In looking through the dozens of regulatory filings being made by BrainChip, they appear to be responding to regulatory inquiries in a timely fashion. In recent cases, they put in place caveats that explain no guarantee of revenues is given with their partnership press releases.
Back in 2016, an extremely favorable article was posted by the Australian Financial Review which resulted in the share price increasing such that trading was halted. BrainChip responded with a letter explaining that the article made all kinds of false statements about their potential. While the letter talks up all their “opportunities,” it clearly states, “there is no guarantee the trial deployments will result in material commercial arrangements.” That’s for sure.
Companies like BrainChip understandably support their operations by continuing to issue shares which dilutes existing shareholders. Today, the company has a market cap of over $400 million USD with over 1.5 billion shares outstanding. One of their many share sale prospectuses clearly spells out the risk of the company not being able to secure technology partners – ones that give them money that is.

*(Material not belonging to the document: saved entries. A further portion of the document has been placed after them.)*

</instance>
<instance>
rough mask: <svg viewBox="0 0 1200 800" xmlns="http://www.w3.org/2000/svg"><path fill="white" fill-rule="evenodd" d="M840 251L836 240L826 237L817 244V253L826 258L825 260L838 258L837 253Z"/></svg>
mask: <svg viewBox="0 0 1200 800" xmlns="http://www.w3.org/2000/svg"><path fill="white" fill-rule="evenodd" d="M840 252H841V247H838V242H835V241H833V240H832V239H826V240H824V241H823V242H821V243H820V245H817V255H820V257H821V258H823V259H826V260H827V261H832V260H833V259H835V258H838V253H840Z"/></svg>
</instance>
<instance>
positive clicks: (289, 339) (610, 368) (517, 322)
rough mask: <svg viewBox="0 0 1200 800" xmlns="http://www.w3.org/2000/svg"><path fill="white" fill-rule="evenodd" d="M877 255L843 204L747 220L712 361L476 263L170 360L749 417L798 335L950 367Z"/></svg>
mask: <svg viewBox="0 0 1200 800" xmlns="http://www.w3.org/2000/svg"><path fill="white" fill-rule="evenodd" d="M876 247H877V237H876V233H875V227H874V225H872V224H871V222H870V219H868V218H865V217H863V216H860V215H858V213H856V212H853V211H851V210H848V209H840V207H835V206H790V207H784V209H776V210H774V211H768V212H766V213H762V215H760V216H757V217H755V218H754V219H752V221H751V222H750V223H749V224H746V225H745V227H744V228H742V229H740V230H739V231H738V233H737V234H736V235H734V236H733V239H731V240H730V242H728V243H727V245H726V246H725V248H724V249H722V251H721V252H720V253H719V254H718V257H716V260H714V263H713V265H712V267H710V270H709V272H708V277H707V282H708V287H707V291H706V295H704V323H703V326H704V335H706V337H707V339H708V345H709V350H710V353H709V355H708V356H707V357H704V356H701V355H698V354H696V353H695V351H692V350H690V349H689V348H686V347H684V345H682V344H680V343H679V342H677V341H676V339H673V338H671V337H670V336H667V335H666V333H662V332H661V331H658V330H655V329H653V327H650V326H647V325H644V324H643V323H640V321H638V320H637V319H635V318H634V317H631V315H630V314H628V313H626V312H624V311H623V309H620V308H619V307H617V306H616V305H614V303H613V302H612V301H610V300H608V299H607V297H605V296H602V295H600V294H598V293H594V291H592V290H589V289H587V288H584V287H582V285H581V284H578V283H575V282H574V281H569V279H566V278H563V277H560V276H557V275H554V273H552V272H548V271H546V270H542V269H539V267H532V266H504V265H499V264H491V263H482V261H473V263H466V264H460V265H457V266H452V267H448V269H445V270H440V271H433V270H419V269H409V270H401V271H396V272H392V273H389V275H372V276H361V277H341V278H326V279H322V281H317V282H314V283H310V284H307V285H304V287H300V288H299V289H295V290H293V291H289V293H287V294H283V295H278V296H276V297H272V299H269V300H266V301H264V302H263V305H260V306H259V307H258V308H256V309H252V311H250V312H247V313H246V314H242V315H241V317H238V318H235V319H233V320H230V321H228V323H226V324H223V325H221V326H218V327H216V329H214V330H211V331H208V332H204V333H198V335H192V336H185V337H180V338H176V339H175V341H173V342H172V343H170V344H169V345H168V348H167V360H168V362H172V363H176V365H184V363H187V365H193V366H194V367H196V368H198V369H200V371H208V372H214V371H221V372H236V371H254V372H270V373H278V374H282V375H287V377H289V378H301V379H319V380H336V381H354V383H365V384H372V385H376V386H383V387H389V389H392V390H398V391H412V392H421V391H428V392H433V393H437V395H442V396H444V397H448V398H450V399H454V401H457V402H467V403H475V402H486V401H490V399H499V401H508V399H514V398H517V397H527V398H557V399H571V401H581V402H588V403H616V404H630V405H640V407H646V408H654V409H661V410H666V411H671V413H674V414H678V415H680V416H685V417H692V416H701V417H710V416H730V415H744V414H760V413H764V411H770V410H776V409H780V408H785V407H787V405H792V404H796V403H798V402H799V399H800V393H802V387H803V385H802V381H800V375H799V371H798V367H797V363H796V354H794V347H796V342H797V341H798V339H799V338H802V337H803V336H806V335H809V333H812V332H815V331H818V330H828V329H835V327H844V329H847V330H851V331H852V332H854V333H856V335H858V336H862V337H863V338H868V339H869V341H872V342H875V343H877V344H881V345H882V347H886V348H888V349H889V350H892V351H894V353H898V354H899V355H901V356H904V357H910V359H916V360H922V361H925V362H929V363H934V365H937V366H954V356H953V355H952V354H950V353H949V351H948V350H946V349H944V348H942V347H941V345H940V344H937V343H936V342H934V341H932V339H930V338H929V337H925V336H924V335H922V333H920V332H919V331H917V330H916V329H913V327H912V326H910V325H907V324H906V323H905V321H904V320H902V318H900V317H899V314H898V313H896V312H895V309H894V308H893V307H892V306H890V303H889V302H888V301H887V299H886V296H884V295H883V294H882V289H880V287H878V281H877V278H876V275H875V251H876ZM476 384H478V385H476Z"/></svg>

As we’ve said before, it doesn’t really matter if the management team is well-intentioned or not. The outcome is still the same for investors who ignore red flags and choose to “invest” in companies that can’t manage to validate their technology through meaningful revenue streams and eventually run out of steam.
So far, an investment in BrainChip shares has been an investment in lots of promise and little substance. As for the recent share price surge, if you want to speculate, go to Vegas. You’ll enjoy losing your money there a whole lot more. If you really want to invest in AI chips, have a look at NVIDIA or Synopsys.
As for anyone who thinks about trying to play the short game, think twice. The irrationality of the YOLO herd will far exceed your margin limits. Ignore this noise and focus on companies with traction. Promising press releases and 5 AUD won’t get you a cup of coffee at Gloria Jean’s these days.